Agricarrières, le comité sectoriel de la main-d’œuvre en agriculture, doit lancer cette semaine une campagne de mobilisation pour attirer les Québécois désireux de travailler dans les champs. L’intérêt des travailleurs mis à pied dans d’autres secteurs a déjà commencé à se faire sentir.

Les fermes Lufa, qui doivent bientôt ouvrir la plus grande serre sur toit au monde, ont embauché une quarantaine de travailleurs pour leur centre de distribution la semaine dernière et comptent en embaucher environ 25 autres pour achever cette serre, puis l’exploiter.

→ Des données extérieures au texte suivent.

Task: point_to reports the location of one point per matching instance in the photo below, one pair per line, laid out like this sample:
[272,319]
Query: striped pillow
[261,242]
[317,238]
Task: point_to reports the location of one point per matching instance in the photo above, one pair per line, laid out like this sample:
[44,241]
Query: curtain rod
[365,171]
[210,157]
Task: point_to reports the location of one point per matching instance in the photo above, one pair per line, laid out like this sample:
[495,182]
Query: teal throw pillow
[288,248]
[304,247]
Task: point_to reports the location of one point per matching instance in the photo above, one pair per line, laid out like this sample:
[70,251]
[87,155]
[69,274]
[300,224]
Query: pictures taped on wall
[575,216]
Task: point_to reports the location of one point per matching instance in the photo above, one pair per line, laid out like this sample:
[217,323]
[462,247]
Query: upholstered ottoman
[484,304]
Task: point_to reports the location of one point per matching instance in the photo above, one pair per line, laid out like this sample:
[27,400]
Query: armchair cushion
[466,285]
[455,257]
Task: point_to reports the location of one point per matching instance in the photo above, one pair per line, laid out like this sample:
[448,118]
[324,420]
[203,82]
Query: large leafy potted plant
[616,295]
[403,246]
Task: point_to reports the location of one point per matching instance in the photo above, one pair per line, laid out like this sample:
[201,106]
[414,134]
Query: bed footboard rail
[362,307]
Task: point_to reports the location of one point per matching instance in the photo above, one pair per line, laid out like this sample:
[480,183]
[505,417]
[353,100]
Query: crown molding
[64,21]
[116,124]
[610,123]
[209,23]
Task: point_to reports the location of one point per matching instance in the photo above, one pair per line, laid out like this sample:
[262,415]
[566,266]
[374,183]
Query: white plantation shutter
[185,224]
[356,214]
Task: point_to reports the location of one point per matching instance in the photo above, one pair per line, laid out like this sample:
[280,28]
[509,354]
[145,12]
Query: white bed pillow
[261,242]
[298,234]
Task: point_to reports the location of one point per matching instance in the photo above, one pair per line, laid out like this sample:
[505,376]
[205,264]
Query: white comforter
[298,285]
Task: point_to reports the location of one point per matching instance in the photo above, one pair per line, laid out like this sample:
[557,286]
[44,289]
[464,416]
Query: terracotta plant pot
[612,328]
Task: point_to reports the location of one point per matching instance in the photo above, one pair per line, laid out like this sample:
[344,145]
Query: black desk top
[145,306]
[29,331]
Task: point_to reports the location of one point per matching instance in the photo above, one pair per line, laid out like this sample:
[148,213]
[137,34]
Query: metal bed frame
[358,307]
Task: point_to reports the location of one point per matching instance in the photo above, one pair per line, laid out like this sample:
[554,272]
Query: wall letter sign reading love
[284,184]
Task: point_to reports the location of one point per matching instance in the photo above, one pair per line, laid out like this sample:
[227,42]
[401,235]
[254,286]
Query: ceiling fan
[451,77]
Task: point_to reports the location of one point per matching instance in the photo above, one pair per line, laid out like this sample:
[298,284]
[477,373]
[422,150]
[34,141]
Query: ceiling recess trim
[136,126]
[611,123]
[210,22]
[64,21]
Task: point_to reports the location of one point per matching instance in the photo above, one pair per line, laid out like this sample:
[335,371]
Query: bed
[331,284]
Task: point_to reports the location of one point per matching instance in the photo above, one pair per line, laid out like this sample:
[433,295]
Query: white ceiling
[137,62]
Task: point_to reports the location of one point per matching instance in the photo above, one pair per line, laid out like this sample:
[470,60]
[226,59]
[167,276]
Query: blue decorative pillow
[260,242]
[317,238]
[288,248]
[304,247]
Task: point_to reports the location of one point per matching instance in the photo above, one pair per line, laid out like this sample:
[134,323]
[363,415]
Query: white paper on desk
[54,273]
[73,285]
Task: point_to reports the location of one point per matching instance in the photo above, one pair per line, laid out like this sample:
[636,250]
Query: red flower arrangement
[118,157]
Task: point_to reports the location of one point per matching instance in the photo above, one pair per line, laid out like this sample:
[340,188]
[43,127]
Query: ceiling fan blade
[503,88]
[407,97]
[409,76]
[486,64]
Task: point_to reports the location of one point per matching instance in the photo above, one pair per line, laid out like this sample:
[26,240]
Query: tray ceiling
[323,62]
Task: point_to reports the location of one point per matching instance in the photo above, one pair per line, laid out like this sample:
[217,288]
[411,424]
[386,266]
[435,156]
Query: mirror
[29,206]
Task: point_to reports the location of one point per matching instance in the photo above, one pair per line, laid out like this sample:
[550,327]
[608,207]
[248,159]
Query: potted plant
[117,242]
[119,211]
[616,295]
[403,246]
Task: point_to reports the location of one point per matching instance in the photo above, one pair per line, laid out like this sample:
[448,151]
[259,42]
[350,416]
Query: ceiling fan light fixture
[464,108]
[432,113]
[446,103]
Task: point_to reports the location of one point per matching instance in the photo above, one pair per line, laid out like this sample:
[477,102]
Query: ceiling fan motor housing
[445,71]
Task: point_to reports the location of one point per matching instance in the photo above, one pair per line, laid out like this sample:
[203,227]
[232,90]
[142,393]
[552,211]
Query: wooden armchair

« Il y a une hausse de demande, c’est sûr », note Rosa Moliner, coordonnatrice des relations publiques de Lufa.

Épiciers

Grand cas a été fait de la forte hausse du niveau d’activité chez les épiciers et bien qu’elle ait donné lieu à de nombreuses embauches, notamment pour assembler les commandes à distance, le nombre de ces embauches ne semble pas avoir directement suivi la hausse de popularité. C’est que la plupart des supermarchés comptent déjà sur un bon bassin de travailleurs à temps partiel, souvent des étudiants, qui sont soudainement devenus disponibles pour travailler à temps plein.

« J’ai environ 85 employés à temps partiel qui sont tous tombés à temps plein, donc je n’ai pas eu à engager tant que ça », expliquait par exemple Martin Thibeault, copropriétaire de quatre supermarchés Metro dans les Laurentides.